A speaker presenting at an event titled 'Bringing Southeast Asian AI to the Edge' with a slide outlining the significance of edge AI for Southeast Asia. The speaker is holding a microphone and wearing a black polo shirt. In the background, a large banner reads 'Building AI for Our Communities: Useful, Accessible, and Safe'.

We are pleased to share that the Qwen-SEA-LION-v4-32B-IT-OV (4-bit and 8-bit) and SEA-LION-ModernBERT-Embedding-600M-OV are now available on HuggingFace for ease of access to deploying SEA-LION on your PC or laptop. 

Open Source Voice Pipelines

Jonathan Heng (Lead AI Engineer, AISG) presented our team’s work on open-source cascaded voice pipelines for SEA languages to better address our region’s preference for voice communication.

A presenter in a white shirt stands on stage at a conference, discussing a slide titled 'The Open-Source Gap - and How We Intend to Close It'. The slide displays comparisons of various automatic speech recognition models for Malay and Indonesian languages, along with word error rates.

Benchmarking of existing solutions revealed that while Audio-Speech-Recognition (ASR) for regional languages like Malay and Indonesian is reasonably strong across both commercial and open-source models, Text-to-Speech (TTS) quality gaps are significantly larger — with far fewer open-source options available.
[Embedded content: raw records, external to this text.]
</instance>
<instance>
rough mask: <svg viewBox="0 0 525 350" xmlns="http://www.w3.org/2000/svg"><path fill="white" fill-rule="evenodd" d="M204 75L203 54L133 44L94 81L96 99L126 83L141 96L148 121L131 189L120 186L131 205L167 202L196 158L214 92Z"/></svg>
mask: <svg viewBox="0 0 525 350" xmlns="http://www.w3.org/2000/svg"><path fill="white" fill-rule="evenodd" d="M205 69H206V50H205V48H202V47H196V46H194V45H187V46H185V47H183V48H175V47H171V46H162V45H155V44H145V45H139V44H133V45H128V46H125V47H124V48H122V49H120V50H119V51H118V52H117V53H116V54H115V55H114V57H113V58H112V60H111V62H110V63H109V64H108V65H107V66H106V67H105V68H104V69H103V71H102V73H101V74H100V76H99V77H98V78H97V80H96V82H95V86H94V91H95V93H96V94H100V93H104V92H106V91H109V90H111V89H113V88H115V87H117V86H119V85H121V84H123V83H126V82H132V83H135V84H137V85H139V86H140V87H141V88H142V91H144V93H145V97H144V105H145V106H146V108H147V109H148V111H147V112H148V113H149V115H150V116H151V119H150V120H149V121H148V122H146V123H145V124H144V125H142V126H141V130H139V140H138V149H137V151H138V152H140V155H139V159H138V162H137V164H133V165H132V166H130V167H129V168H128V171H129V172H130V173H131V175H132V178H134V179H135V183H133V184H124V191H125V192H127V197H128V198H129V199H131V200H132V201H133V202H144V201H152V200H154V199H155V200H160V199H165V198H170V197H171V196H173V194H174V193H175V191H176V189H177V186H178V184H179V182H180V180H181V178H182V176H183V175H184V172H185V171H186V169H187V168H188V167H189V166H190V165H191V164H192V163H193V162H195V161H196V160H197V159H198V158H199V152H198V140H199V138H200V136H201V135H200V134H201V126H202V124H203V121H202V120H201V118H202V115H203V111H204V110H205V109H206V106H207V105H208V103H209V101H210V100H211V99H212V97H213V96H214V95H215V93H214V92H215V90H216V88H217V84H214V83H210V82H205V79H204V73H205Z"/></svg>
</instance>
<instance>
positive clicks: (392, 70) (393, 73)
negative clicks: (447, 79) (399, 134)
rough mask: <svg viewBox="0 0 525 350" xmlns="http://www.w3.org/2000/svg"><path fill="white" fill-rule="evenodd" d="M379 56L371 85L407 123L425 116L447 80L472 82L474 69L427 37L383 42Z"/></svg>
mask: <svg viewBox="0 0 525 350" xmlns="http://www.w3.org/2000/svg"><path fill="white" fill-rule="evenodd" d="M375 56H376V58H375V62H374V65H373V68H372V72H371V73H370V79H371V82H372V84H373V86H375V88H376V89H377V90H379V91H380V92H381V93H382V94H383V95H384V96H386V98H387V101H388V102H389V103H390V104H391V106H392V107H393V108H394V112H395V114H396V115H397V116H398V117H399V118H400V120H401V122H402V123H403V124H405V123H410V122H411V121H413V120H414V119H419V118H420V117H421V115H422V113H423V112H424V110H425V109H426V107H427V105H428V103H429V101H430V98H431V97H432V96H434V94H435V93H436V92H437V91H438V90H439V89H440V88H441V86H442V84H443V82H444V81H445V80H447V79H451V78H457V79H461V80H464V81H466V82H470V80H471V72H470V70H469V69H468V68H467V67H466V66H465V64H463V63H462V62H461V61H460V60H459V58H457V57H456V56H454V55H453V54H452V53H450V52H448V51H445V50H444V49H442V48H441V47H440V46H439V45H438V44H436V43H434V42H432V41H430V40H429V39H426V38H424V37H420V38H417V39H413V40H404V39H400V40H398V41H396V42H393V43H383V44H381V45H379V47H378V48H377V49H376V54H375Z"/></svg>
AI Singapore is actively fine-tuning Qwen3’s TTS 1.7B model for Malay and Indonesian, with early results showing strong performance improvement.
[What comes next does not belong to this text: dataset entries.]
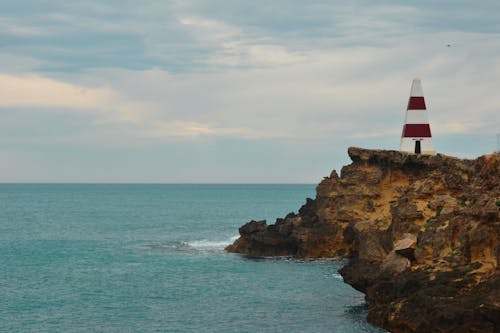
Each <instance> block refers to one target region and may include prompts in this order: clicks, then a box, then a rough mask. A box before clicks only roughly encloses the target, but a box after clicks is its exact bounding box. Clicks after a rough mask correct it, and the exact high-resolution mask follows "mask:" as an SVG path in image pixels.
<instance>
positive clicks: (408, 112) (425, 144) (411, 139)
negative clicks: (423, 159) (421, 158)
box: [399, 79, 436, 155]
mask: <svg viewBox="0 0 500 333" xmlns="http://www.w3.org/2000/svg"><path fill="white" fill-rule="evenodd" d="M399 150H400V151H404V152H407V153H414V154H427V155H434V154H436V151H435V150H434V147H433V146H432V135H431V127H430V126H429V118H428V117H427V109H426V108H425V99H424V91H423V90H422V83H421V82H420V79H414V80H413V83H412V84H411V91H410V99H409V100H408V107H407V108H406V117H405V124H404V126H403V134H402V135H401V144H400V146H399Z"/></svg>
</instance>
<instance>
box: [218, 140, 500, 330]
mask: <svg viewBox="0 0 500 333" xmlns="http://www.w3.org/2000/svg"><path fill="white" fill-rule="evenodd" d="M348 153H349V156H350V158H351V160H352V163H351V164H350V165H347V166H345V167H343V168H342V170H341V175H340V177H339V176H338V174H337V172H336V171H333V172H332V173H331V175H330V176H329V177H326V178H324V179H323V181H321V183H320V184H319V185H318V186H317V188H316V198H315V199H307V201H306V203H305V204H304V205H303V206H302V207H301V208H300V209H299V212H298V214H294V213H290V214H288V215H287V216H286V217H285V218H279V219H277V220H276V222H275V224H272V225H267V223H266V221H251V222H249V223H247V224H245V225H244V226H242V227H241V228H240V229H239V232H240V236H241V237H240V238H239V239H237V240H236V241H235V242H234V244H232V245H229V246H228V247H227V248H226V250H227V251H230V252H237V253H243V254H247V255H251V256H294V257H298V258H322V257H323V258H324V257H328V258H332V257H334V258H349V259H350V260H349V262H348V264H347V265H346V266H345V267H344V268H342V270H341V274H342V276H343V277H344V281H345V282H346V283H349V284H350V285H352V286H353V287H354V288H356V289H358V290H360V291H362V292H363V293H365V295H366V301H367V304H368V307H369V314H368V321H370V322H371V323H374V324H376V325H378V326H381V327H384V328H386V329H388V330H390V331H392V332H500V221H499V211H500V154H492V155H484V156H481V157H479V158H477V159H475V160H464V159H458V158H454V157H450V156H446V155H442V154H437V155H434V156H430V155H414V154H407V153H402V152H398V151H386V150H368V149H362V148H355V147H351V148H349V150H348Z"/></svg>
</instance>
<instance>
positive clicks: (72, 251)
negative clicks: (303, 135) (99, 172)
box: [0, 184, 381, 332]
mask: <svg viewBox="0 0 500 333" xmlns="http://www.w3.org/2000/svg"><path fill="white" fill-rule="evenodd" d="M313 196H314V186H313V185H10V184H3V185H0V331H2V332H153V331H157V332H304V331H305V332H381V331H380V330H378V329H376V328H374V327H372V326H370V325H369V324H367V323H366V322H365V319H364V318H365V316H366V310H365V307H364V301H363V295H362V294H360V293H358V292H356V291H354V290H353V289H352V288H350V287H349V286H347V285H346V284H344V283H343V282H342V279H341V277H340V276H339V274H338V273H337V270H338V269H339V268H340V267H341V264H340V263H338V262H336V261H313V262H303V261H297V260H285V259H280V260H278V259H260V260H256V259H248V258H245V257H243V256H240V255H236V254H229V253H225V252H224V251H223V248H224V246H225V245H227V244H229V243H230V242H231V241H232V240H234V239H235V237H236V236H237V230H238V227H239V226H240V225H242V224H243V223H244V222H246V221H248V220H250V219H268V221H274V218H275V217H279V216H284V215H286V214H287V213H288V212H290V211H293V210H295V211H296V210H297V209H298V208H299V207H300V205H301V204H302V203H303V202H305V198H306V197H313Z"/></svg>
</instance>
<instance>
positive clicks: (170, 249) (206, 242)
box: [137, 236, 239, 252]
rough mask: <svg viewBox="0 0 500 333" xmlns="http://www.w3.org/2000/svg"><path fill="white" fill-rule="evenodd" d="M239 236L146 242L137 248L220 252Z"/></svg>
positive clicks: (233, 241)
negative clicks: (212, 239)
mask: <svg viewBox="0 0 500 333" xmlns="http://www.w3.org/2000/svg"><path fill="white" fill-rule="evenodd" d="M238 237H239V236H233V237H231V238H230V239H227V240H218V241H214V240H207V239H201V240H194V241H183V242H169V243H162V244H146V245H140V246H138V247H137V248H139V249H140V250H150V251H151V250H153V251H154V250H156V251H200V252H219V251H223V250H224V248H225V247H226V246H228V245H229V244H232V243H233V242H234V241H235V240H236V239H237V238H238Z"/></svg>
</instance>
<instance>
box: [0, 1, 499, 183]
mask: <svg viewBox="0 0 500 333" xmlns="http://www.w3.org/2000/svg"><path fill="white" fill-rule="evenodd" d="M499 13H500V1H498V0H491V1H489V0H478V1H462V0H453V1H451V0H443V1H427V0H422V1H404V2H403V1H390V0H380V1H373V0H365V1H358V0H354V1H337V0H311V1H299V0H288V1H284V0H273V1H262V0H254V1H247V0H245V1H243V0H231V1H227V0H182V1H180V0H179V1H177V0H171V1H168V0H164V1H148V0H145V1H131V0H120V1H118V0H108V1H102V0H99V1H97V0H86V1H74V0H66V1H55V0H18V1H7V0H0V182H63V183H64V182H78V183H80V182H82V183H87V182H91V183H94V182H98V183H100V182H105V183H116V182H127V183H317V182H318V181H320V180H321V179H322V178H323V177H324V176H328V175H329V174H330V172H331V171H332V170H333V169H336V170H340V168H341V167H342V166H343V165H345V164H348V163H350V161H349V157H348V155H347V148H348V147H350V146H359V147H365V148H374V149H396V150H397V149H399V141H400V136H401V131H402V126H403V122H404V116H405V111H406V105H407V101H408V96H409V92H410V86H411V82H412V80H413V78H415V77H419V78H420V79H421V80H422V84H423V89H424V94H425V99H426V103H427V109H428V112H429V119H430V124H431V130H432V134H433V143H434V146H435V149H436V150H437V151H438V152H440V153H444V154H448V155H453V156H458V157H465V158H475V157H477V156H480V155H482V154H486V153H491V152H493V151H494V150H495V149H496V145H497V143H496V134H497V133H499V132H500V121H499V114H500V112H499V110H500V94H499V91H500V90H499V87H500V20H499V19H498V14H499Z"/></svg>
Two voice demos were conducted in Malay and Indonesian, running Qwen3 ASR, SEA-LION v4.5, and a custom fine-tuned TTS model end-to-end to showcase our momentum in developing a solution that supports Southeast Asian voices.

Two releases were also announced:

Stay tuned for our Tamil and broader Southeast Asian language TTS coverage.

Multilingual Translation — LLM-as-a-Judge

Leong Wei Qi (Senior AI Engineer, AISG) addressed the challenge of evaluating machine translation quality for Southeast Asian languages. Despite improving benchmark scores, mistranslated language entities, awkward phrasing, and culturally inappropriate outputs are still a common occurrence.

A presenter discussing 'Measuring the gaps' in AI translation at a conference, with a slide displaying key concepts including Rubric Design, LLM Judge, and Self-improvement.

AI Singapore’s approach pairs the use of LLM-as-a-Judge with linguist-defined rubrics — regional experts encode precise judgment criteria, an LLM applies them at scale, and human-in-the-loop analysis refines the process iteratively. Key gaps identified include poor handling of local language entities, grammatical errors in complex sentences, and unnatural idiomatic translations for our regional languages.

Document Intelligence for SEA

This segment addressed the unique challenges of Optical Character Recognition (OCR) for non-Latin Southeast Asian language scripts — a problem that is exacerbated in frontier models. Wei Qi shared that core difficulties include visually similar character pairs in languages like Thai and Tamil, complex vowel and tone mark positioning in Thai and Vietnamese, and a tendency for open-source models to hallucinate characters in low-resolution or handwritten documents.

AI Singapore’s commitment is to continue building lightweight, open, and accurate OCR models for Southeast Asian languages.


ATxSingapore 2026 was a reminder of what becomes possible when the right partners come together around a shared conviction. Our work in this space remains an open and collaborative effort across all our partners to build AI that correctly represents our diversity and uniqueness.

We are deeply grateful to our collaborators — Adaption, AI for Vietnam, ASEAN Foundation, AWS, Gates Foundation, Google, IMDA, Intel, Qhala, Temus, and Temasek Trust Foundation Advisors, and UNDP — for their continued support, partnership, and belief in what we are building together. Of course, we are also grateful to the National Research Foundation (Singapore) as well as our host institution, the National University of Singapore, and Nanyang Technological University.

And to everyone who joined us on the day – thank you for being part of the community that is building AI for all of us.

Group photo of participants at the 'Building AI for Our Communities' event, featuring people smiling and giving thumbs up, with a presentation screen in the background displaying event details.